Liz Pelly, writing for Harper’s Magazine, details how Spotify has quietly been swapping music by well-known artists from its playlists with tracks it commissioned from unknown artists:
Before the year was out, the music writer David Turner had used analytics data to illustrate how Spotify’s “Ambient Chill” playlist had largely been wiped of well-known artists like Brian Eno, Bibio, and Jon Hopkins, whose music was replaced by tracks from Epidemic Sound, a Swedish company that offers a subscription-based library of production music—the kind of stock material often used in the background of advertisements, TV programs, and assorted video content. […]
Spotify, I discovered, not only has partnerships with a web of production companies, which, as one former employee put it, provide Spotify with “music we benefited from financially,” but also a team of employees working to seed these tracks on playlists across the platform. In doing so, they are effectively working to grow the percentage of total streams of music that is cheaper for the platform. The program’s name: Perfect Fit Content (PFC).
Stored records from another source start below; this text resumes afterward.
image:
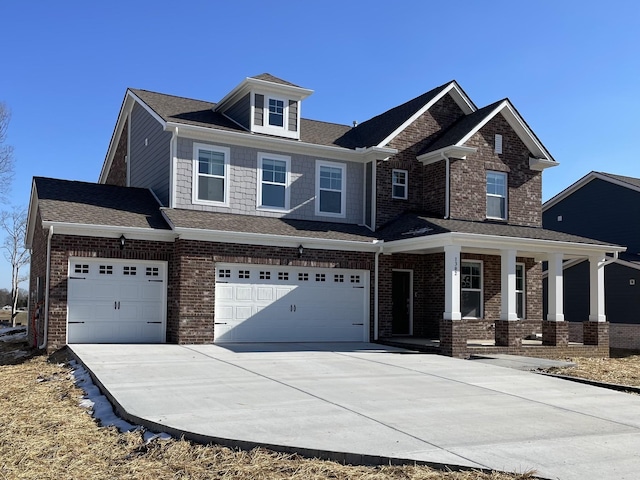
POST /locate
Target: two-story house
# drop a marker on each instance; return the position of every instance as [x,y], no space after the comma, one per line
[242,221]
[607,207]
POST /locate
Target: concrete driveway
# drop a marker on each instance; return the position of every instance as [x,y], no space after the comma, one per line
[366,402]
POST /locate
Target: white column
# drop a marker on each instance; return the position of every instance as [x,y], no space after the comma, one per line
[554,288]
[452,283]
[596,289]
[508,285]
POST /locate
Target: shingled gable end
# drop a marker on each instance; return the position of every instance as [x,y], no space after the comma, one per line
[243,221]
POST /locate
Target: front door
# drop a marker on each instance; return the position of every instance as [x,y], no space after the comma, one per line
[401,296]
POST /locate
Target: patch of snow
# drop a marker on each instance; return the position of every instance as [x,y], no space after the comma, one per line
[101,409]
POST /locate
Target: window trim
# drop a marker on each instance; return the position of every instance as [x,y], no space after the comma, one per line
[523,291]
[481,289]
[287,185]
[226,151]
[493,195]
[405,185]
[343,198]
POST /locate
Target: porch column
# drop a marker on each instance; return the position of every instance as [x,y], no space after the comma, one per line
[596,329]
[555,331]
[508,330]
[453,331]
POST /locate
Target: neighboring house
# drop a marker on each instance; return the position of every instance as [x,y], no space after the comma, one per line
[607,207]
[242,221]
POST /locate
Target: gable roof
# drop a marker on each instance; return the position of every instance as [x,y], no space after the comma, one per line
[463,129]
[68,202]
[381,129]
[631,183]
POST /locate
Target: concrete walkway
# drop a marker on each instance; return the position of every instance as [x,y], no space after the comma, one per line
[366,403]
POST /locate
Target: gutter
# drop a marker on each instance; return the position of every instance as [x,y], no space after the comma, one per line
[46,295]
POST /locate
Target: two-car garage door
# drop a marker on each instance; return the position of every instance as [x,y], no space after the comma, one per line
[116,301]
[264,303]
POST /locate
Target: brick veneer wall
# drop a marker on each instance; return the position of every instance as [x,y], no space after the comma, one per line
[409,143]
[118,172]
[468,177]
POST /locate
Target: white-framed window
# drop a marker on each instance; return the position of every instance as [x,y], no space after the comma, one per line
[276,109]
[497,195]
[331,188]
[399,184]
[210,174]
[521,310]
[471,289]
[273,181]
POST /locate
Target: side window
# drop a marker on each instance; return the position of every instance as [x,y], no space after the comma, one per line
[330,189]
[497,195]
[273,184]
[399,184]
[210,174]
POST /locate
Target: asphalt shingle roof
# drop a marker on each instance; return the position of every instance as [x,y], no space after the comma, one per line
[228,222]
[415,225]
[85,203]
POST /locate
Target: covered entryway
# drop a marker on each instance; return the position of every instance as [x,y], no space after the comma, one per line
[116,301]
[264,303]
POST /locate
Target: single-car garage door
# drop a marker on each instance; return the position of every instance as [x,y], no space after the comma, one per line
[116,301]
[263,303]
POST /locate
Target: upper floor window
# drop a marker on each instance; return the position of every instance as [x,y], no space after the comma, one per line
[276,112]
[399,184]
[497,195]
[330,189]
[210,174]
[273,186]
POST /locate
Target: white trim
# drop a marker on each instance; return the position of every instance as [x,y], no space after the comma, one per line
[226,151]
[481,290]
[493,195]
[405,185]
[343,190]
[458,96]
[287,182]
[581,183]
[410,271]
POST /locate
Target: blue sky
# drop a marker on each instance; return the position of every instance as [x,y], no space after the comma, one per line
[571,68]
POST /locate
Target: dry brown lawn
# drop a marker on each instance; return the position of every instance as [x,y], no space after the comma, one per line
[44,434]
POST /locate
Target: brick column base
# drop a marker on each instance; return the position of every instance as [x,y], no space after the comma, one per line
[508,333]
[595,333]
[555,334]
[453,338]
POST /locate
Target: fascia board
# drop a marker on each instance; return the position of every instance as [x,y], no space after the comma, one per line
[109,231]
[581,183]
[281,145]
[250,238]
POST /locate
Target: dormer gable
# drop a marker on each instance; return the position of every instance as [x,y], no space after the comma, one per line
[265,104]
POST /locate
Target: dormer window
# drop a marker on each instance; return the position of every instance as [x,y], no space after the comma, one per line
[276,112]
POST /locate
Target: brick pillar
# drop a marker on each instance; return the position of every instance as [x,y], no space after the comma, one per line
[555,334]
[453,338]
[508,333]
[595,333]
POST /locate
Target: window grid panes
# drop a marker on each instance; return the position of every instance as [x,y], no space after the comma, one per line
[471,289]
[496,195]
[211,175]
[276,112]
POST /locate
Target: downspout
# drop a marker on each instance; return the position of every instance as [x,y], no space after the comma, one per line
[46,295]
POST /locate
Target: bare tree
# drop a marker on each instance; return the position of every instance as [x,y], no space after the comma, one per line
[14,224]
[6,153]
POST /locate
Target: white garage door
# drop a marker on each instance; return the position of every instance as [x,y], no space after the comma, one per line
[116,301]
[261,303]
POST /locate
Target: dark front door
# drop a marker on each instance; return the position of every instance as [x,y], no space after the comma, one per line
[401,295]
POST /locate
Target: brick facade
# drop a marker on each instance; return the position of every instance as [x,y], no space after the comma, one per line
[117,174]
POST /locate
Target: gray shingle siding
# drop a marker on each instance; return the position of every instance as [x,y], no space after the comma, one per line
[241,111]
[150,162]
[599,210]
[243,186]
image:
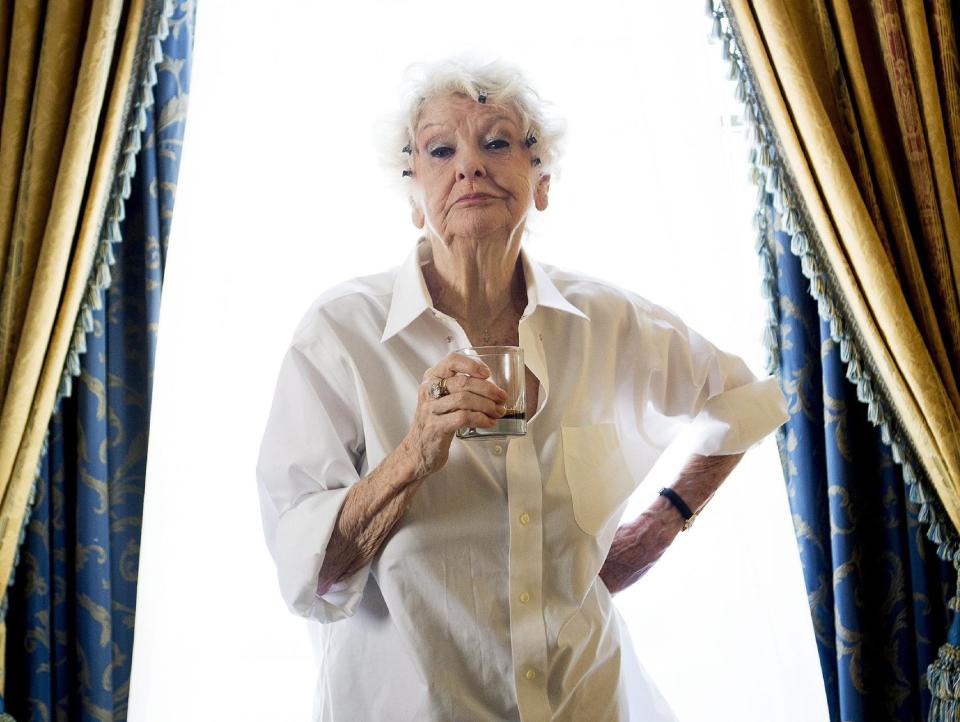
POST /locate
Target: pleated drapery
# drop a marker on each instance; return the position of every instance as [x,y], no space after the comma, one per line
[76,82]
[853,112]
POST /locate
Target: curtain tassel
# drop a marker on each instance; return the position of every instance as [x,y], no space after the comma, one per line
[943,677]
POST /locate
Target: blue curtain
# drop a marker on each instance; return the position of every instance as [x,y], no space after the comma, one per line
[876,587]
[70,620]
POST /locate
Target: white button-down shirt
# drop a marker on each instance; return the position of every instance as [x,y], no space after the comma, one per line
[485,603]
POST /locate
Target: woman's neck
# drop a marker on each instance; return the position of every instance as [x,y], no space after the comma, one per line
[476,282]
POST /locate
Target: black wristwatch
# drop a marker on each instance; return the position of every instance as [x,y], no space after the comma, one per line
[681,506]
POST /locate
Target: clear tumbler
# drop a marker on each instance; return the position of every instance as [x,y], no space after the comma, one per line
[507,371]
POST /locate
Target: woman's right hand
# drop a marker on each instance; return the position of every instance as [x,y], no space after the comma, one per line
[473,400]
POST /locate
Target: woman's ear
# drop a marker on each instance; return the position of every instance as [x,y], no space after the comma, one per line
[416,214]
[541,192]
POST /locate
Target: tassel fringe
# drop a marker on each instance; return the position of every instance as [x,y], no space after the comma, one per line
[100,277]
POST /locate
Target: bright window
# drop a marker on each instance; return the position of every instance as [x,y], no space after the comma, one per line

Replacing real music with tracks they own and have produced allows them to spend less in royalties.
This should really surprise no one. Spotify has been open about its desire to always be there, in the background. Their own internal research shows most of their users just want background noise, and don’t care about what’s being played. They have at no point shown much regard for music itself — they promote what works for advertising, itself the sole reason why they got into podcasting. I’m not sure Rachmaninoff can be of any use to them.